And MAPS!! I love maps, and they help me make sense of what I saw and where I was. Our long hike up the Croix-Rousse neighborhood ended up looking like a board game.
And then I feel the need to sketch some more. It’s my book, after all, isn’t it?
The problem (is it a problem? Or an opportunity?) is that my Journal is filling up fast. I will need another in a week or so. Do I get the same size? This one is 8.5 by 11 inches, and I like having the big pages to play with. Since I don’t carry it with me, it’s not really cumbersome.
I’m sure Bridgett will help me find an art store that will help me solve my dilemma.
We have been in Lyon almost a month now, and finally did the last thing on our “Must See” list. I am so glad we did!
Most folks who are interested in movies have heard of Louis and Auguste Lumière, the brothers who actually invented moving pictures. They were born and raised, and made their fortunes, right here in Lyon, and we got to visit their house.
Besides displaying the turn of the century opulence and style of the family, the museum put the brothers’ work in context with other related inventions by Kodak, Eastman and Disney. Did you know that August Lumière actually met Walt Disney?

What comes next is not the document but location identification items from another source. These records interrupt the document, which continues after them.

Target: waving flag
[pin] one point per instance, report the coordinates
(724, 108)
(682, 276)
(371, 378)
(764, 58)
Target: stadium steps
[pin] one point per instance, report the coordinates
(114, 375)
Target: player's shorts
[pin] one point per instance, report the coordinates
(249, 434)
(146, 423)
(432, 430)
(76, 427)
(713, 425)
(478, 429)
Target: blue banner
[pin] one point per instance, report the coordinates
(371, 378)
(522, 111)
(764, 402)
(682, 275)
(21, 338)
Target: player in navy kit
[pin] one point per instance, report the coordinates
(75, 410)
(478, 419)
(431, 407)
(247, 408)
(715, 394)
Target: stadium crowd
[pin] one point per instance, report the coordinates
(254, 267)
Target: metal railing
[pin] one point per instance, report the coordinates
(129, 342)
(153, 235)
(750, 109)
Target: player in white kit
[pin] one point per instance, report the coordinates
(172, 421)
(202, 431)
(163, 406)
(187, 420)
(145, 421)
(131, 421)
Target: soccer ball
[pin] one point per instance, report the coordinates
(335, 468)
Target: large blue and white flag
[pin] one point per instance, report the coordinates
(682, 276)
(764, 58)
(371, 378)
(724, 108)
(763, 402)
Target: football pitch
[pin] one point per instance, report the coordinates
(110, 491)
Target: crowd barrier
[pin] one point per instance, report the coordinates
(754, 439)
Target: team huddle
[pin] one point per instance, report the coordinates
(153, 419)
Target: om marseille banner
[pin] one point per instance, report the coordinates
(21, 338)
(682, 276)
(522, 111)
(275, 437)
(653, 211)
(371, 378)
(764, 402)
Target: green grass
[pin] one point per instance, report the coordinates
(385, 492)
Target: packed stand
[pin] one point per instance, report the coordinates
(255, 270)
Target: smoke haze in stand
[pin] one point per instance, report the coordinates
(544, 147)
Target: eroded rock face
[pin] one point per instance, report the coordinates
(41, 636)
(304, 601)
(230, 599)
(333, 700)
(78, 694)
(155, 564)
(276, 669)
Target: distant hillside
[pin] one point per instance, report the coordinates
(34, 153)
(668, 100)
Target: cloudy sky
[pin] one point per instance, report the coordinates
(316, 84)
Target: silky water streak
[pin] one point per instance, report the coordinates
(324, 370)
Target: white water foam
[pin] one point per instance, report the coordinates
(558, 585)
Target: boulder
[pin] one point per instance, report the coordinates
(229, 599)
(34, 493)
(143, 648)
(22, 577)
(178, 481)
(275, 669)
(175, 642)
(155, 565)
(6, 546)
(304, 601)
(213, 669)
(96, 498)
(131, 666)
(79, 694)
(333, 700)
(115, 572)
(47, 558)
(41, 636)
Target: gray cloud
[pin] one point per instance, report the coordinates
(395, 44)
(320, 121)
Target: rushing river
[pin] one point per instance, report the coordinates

Walt thanked Monsieur Lumière for his work, which had made Walt’s work and fortune possible.
There were old zoetropes and other pre-movie attempts at showing movement, and even the very first cinematograph, or movie projector.
There were also snippets of the 1,000 short films made in the first ten years of the movie era, all of which were made by the Lumière company.
They sent camera crews all over the world to film the Sphinx in Egypt and Sumo wrestlers in Japan, as well as simpler scenes of children at the park or men playing cards.
The Lumière brothers’ work in the science of film and radiography, color printing and entertainment, were an example of how training, hard work, and an understanding of popular culture can change the world.